Gli adulti che vivono ruoli educativi, ultimamente guardano gli adolescenti con occhi preoccupati, perché hanno la sensazione che il lockdown stia producendo in loro effetti difficili da fronteggiare. Ritiri sociali estremi, trasgressioni di gruppo che si fanno beffe delle regole anti covid, depressioni evidenti di chi se ne sta tutto il giorno a letto e non sa come riempire il tempo, didattica on line come unica possibilità di relazione quotidiana. A fronte di queste cose l’adulto è preoccupato e la domanda del titolo in realtà ne svela un’altra: cosa possiamo fare per loro.

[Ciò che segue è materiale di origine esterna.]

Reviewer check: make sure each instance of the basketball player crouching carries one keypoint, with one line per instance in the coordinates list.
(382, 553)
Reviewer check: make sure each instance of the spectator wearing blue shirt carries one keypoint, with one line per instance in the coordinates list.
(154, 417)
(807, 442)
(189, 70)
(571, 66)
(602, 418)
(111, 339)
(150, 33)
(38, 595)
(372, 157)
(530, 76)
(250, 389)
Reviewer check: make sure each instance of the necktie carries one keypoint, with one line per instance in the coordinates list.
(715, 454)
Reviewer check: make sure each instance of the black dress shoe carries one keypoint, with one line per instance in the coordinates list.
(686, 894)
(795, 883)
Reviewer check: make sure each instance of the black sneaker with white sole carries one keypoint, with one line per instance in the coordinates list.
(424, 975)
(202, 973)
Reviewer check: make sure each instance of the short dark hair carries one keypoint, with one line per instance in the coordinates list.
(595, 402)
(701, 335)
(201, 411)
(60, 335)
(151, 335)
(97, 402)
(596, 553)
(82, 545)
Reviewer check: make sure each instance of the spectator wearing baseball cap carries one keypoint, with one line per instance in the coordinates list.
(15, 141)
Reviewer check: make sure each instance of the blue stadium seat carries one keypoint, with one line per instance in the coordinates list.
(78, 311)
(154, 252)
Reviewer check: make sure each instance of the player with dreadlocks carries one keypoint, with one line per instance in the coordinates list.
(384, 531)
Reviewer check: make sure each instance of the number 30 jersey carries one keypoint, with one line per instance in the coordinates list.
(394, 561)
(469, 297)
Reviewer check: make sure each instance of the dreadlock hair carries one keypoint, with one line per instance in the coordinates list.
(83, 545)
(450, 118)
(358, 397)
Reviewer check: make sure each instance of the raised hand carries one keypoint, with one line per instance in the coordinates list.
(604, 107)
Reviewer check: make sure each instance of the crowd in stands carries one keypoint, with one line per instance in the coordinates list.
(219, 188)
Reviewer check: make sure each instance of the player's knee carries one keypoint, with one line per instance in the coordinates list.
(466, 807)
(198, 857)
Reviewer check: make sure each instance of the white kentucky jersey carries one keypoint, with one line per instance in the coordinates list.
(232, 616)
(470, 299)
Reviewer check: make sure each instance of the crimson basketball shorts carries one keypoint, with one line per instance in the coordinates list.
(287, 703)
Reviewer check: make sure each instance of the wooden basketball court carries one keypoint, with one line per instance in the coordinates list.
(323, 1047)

Così, nel tentativo di comprendere gli effetti del lockdown sugli adolescenti, è possibile mostrare innanzitutto che gli adolescenti hanno reazioni molto diverse tra loro: abitatori di nicchie, tecnici della sopravvivenza, “Self imaginator” potrebbero anche dire di non disdegnare il lockdown, che sembra aumentare le possibilità per dare corpo alle loro strategie di compensazione. Al contrario spaesati, leoni in gabbia, galleggianti disperati, sembrano mostrare tutta la fatica adolescenziale di fare i conti con questa pandemia.
Ma si trovano anche costruttori pazienti del puzzle di sé stessi o figli di famiglie tutto sommato solide, che mostrano come sia possibile attraversare questo periodo non come una semplice parentesi da subire o di cui approfittare, ma come luogo per vivere, effettivamente vivere.
È probabile, però, che almeno qualche linea tendenziale comune a tutti gli adolescenti si possa rintracciare, per aiutarci insieme a “leggere” meglio che si può questa situazione. Ad esempio: questa pandemia crea davvero situazioni nuove per i giovani o moltiplica le tendenze presenti già prima? Li spinge a “ricucire” maggiormente le parti di sé (testa, cuore, copro) o a selezionare di più quelle da tenere on line e quelle da lasciare off line? E ancora gli adolescenti, tutto sommato, stanno reagendo meglio o peggio di quanto, forse, si potesse pensare?
Ecco perché poi, diventa utile riflettere anche su ciò che l’adulto può fare, come conseguenza di una lettura più adeguata del mondo giovanile.
Se sia o meno sufficiente continuare ad avere l’atteggiamento educativo di sempre o se si debba trovare aggiustamenti proprio per ciò che tutti stiamo vivendo.
Se la nostra modalità di comunicare debba essere rivisitata o se una buona comunicazione possa anche ora essere ciò che essenzialmente un adolescente si aspetta da un adulto che dica di volersi prendere cura di lui.
Se si debba ritrovare maggiore autorità nella gestione dei loro comportamenti o se invece, l’autorevolezza, possa essere stimolata dall’adulto, ma poi riconosciuta dall’adolescente. Se sia più utile scendere a patti sul loro comportamento o invece debba prevalere una logica rigida e impositiva. E ancora: da quali paure si debba metterli in guardia maggiormente, quella di ammalarsi e morire o quella di non vivere i propri anni. E come fare a riconoscere il valore dei dati di realtà della pandemia, rispetto alla interpretazioni più o meno falsificanti fatte “pro domo” propria.
Evidenti questioni che interpellano l’adulto in quanto tale, ancora prima del suo ruolo educativo. Quindi, alla fine, si potrebbe anche scoprire che gli atteggiamenti di fondo dell’adulto nei confronti del vivere nel lockdown potrebbero essere più rilevanti, in termini educativi, che non le singole strategie messe in atto, perché si educa per come si è, non per ciò che si fa.